“Seeing Steve overcome, he was amazing. Now I know he can enjoy diving again,” she said.
Her first tour in the National Guard was to Kosovo in Central Europe. When she returned home she had only one month until she was deployed to Iraq in 2006. During an attack on her base, an 18-millimeter mortar exploded behind her and almost destroyed her right leg. By 2011, the pain was unbearable so she opted to amputate her leg below the knee.
“When you choose amputation, you take that 50-50 chance that you’ll still have the pain because of phantom pains. I’m lucky when I get phantom pains, it’s usually five or 10 minutes. It’s not chronic,” she said.
But at one point deep into her depression she attempted to take her life, something she still has trouble talking about. Fortunately she was found and said her life started to change when she got a therapy dog and began diving.
“I’m pain free in the ocean,’’ she says. “The ocean is the one place I found solace so to keep that safe I have to start at the top of the eco-chain and sharks are one of those. If they go extinct, that changes the whole ecosystem,” she said.
Part of the allure of diving is the weightless pain-free environment. But there’s another part.
“Now there is something worth fighting for because we can no longer fight for our country,” Jackel said.
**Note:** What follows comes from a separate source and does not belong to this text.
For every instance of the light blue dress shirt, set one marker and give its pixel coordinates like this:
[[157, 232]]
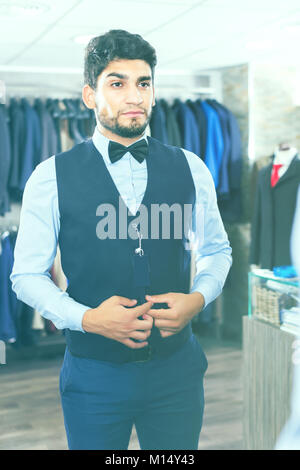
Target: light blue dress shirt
[[37, 238]]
U.S. Army Sgt. Chris Maddeford, the third veteran featured in the film, was hit by an IED and suffered traumatic brain injury, hip and spinal cord damage and post-traumatic stress disorder. Now he is dedicated to helping veterans and has received an award from Congress for his work.
In the film’s trailer, Maddeford’s emotional struggles come through.
“When you go from being a big strong person to needing help…people don’t understand how that makes us feel,” he said.
On the last day of diving, the soldiers explored Shark Canyon off West Palm Beach, where they encountered Dusky and Caribbean reef sharks. Schellenger said the key to producing the documentary is telling the story over a long period of time.
“Just watching Steven, for example, get his balance back. He’s a man of persistence. It’s going to inspire people,” he said.